Esqueda also referenced the Womack case and quoted Sam's own words from the sentencing in that case.
"And the court said, and I quote, 'The violation of a woman's most intimate privacy is conduct that cannot be tolerated by a law enforcement officer who is held in a position of the highest trust,'" Esqueda said. "Sound, compelling words by this court. Our community can learn from those words. But in the Womack case there was no touching. That doesn't excuse his behavior. And this court sentenced him to 24 months in prison for not touching a single woman."
Sam corrected the man and said the sentence was 18 months. Later, he said there is a "great difference" between the two cases.
"We have innocent people on the highways of this country and state traveling back and forth all the time, and when a law officer stops someone, it should be for a legitimate reason, and when that law officer breaches that, it is serious to me ...," Sam said. "In this case, there are so many statements in this record that go back and forth. I need not quote those statements. Those statements speak for themselves. There are serious matters regarding the credibility of the two victims, and the record speaks for itself."
Hatch said she had a hard time grasping what she was hearing.
"Those were innocent women and we weren't because we were inmates," she said. "The judge was putting it out there and I was just shocked.
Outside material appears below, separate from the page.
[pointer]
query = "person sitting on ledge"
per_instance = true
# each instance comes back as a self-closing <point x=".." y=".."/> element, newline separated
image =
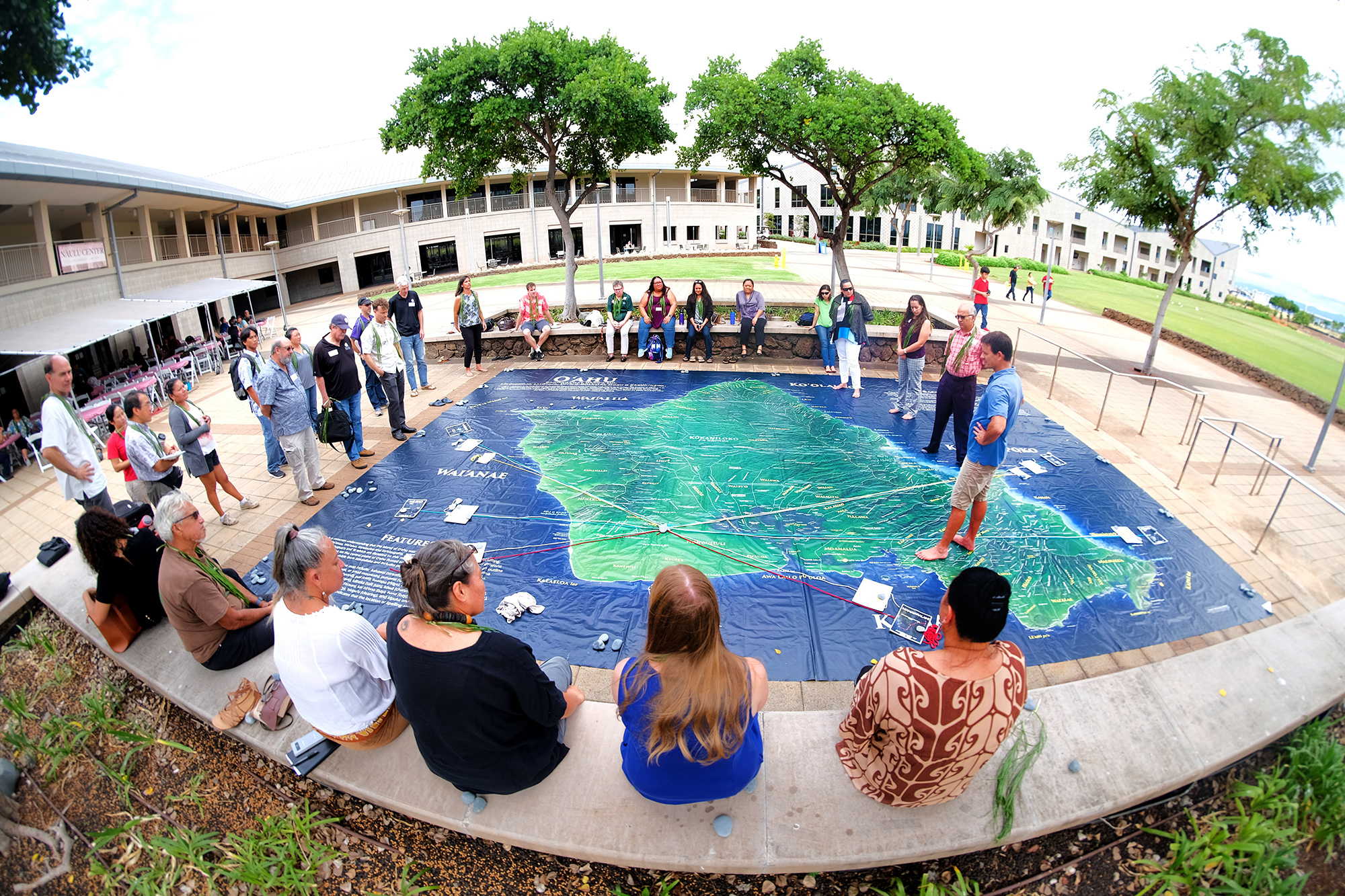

I kind of just sat there numb and didn't realize what had gone on until I got out of the courtroom."
Mullen said the judge's statement speaks to a mindset that delineates some victims as innocent and others who bring abuse upon themselves. She said it's a mindset that can't be tolerated and is changing.
"Victims and potential victims see those stories and say, 'Why am I going to put myself through this?" Mullen said. "If we're going to start parsing out who's innocent and who deserves to be perpetrated on that, to me, is very slippery territory for a judge to wade into."
Killpack asked for "minimum sentence necessary to accomplish the goals in the sentencing guidelines." He said the plea meant his client took responsibility for what he had done, but reminded the judge that Epperson didn't ever admit to anything other than simple assault.
He said Tuesday that the assaults were out of character for Epperson. The man is now married with two children and one on the way and wants to put this behind him.
"He admitted originally that he had acted improperly and had requested training which he did not receive, then he asked to be transferred out of the jail, which did not happen. But most certainly he feels badly that he didn't act more prudently and that's the reason he pled guilty to the charges that he pled to," Killpack said. "They're very serious charges even as they are and he will of course now have on his record a non-expungable federal felony and will be prohibited from working in law enforcement ever again."
Killpack asked for probation and that any commitment be served in home confinement. Sam sentenced Epperson to three years' probation and GPS monitoring for eight months but did not order any fines, restitution or any time behind bars.
"I want to just say to this defendant that there was conduct that certainly I view as inappropriate and not becoming, and certainly I warn you that if there is any conduct during your period of probation, that you may be brought back and that matter addressed and there could be further consequences," Sam said.
Hatch said the sentence was far from the justice she was seeking. The experience has left her feeling as though she's in a no-win situation.
Her family has already endured harassment, comments on Facebook and bullying at her daughters' school.
"It just feels like you're damned if you do and damned if you don't," Hatch said.
She said her mother cries on the phone because of what happened. She said her father died three days after learning she had been sexually assaulted in jail and it hurts her to think that it was one of the last things he knew.
"I just want my daughters to be OK and for me to be OK — for my family to be OK," Hatch said. "I just want people to know. I want people to be aware and I don't want it to happen again."